By Mark Magyar, NJSpotlight.com
Thom Jackson, the president of the Garden State Bar Association, the state's leading organization of African-American lawyers, was ebullient two weeks ago after emerging from a meeting with New Jersey's Congressional Redistricting Commission.
"Both parties understand what we're looking for, and I'm confident we'll be pleased with the final map," Jackson said after he and Jerome Harris, chair of the state Black Issues Convention, and George Gore, political action chair of the New Jersey NAACP, met with the redistricting panel on December 21 to urge that provide an opportunity for the state to elect at least one more minority member of Congress before the end of the decade.
The group's goal was to make sure that the majority-minority cities of Paterson and Passaic and nearby communities with significant minority populations represented by Rep. William Pascrell (D-8), a former Paterson mayor, stayed together. Elected to Congress in 1996, Pascrell would turn 75 on January 25, 2012. "When Bill Pascrell retires, that seat will be occupied by a minority," Jackson asserted.
Now he's not so sure. In fact, Jackson suggested, it might make sense for a minority candidate to enter the race now.

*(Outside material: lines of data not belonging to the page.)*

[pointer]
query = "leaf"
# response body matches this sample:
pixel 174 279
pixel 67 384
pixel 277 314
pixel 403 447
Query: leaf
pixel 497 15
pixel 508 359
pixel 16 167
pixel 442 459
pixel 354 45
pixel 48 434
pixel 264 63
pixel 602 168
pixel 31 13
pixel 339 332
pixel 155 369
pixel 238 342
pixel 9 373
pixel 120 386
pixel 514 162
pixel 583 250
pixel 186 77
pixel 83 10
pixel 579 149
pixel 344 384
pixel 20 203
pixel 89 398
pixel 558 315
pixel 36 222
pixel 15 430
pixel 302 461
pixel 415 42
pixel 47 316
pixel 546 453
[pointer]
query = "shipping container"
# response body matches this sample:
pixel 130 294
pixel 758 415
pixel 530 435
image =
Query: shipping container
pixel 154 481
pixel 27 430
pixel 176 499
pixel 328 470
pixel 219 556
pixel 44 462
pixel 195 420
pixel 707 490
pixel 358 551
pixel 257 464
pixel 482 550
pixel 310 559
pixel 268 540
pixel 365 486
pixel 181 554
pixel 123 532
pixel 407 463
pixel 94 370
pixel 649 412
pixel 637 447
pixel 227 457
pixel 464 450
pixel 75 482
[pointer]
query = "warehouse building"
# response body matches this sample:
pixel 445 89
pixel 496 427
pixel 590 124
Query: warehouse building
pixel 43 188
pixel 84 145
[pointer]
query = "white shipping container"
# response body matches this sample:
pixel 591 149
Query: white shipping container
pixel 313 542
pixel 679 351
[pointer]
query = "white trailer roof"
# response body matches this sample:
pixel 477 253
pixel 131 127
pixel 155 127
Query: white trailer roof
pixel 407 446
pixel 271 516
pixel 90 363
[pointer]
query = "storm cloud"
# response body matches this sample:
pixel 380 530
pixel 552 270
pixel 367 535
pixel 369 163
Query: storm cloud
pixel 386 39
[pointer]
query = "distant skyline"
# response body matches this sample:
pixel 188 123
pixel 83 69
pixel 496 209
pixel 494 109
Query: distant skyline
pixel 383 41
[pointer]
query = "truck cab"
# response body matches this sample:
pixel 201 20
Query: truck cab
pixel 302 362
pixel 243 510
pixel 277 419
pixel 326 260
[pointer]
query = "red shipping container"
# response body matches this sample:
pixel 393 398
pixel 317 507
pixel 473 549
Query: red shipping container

That's because Pascrell is now facing a challenge from Rep. Steve Rothman, a 59-year-old Bergen County Democrat who announced he would move into Pascrell's district to run against him in the primary rather than take on Rep. Scott Garrett, the state's most conservative Republican congressman, in the newly configured 5th District.
"Rothman would certainly make it more difficult if he wins because it's difficult to beat an incumbent," Jackson said yesterday. "Energizing minority voters for a primary if you have to take on a Rothman head-on and you cannot self-fund your campaign would be very difficult."
Jackson, a Morristown lawyer, suggested that the new political developments in the 9th District argued for a strong minority candidate to enter the primary and turn it into a three-way race.
"This might be the best opportunity we have," he said. "Maybe while those two powerhouses [Rothman and Pascrell] are going at it, the right minority candidate could get in there and win a three-way race."
Whether a grass-roots campaign by a minority candidate in a primary against Rothman, who already has $1.74 million in the bank, and Pascrell, with $1.43 million on hand, is a real question, however.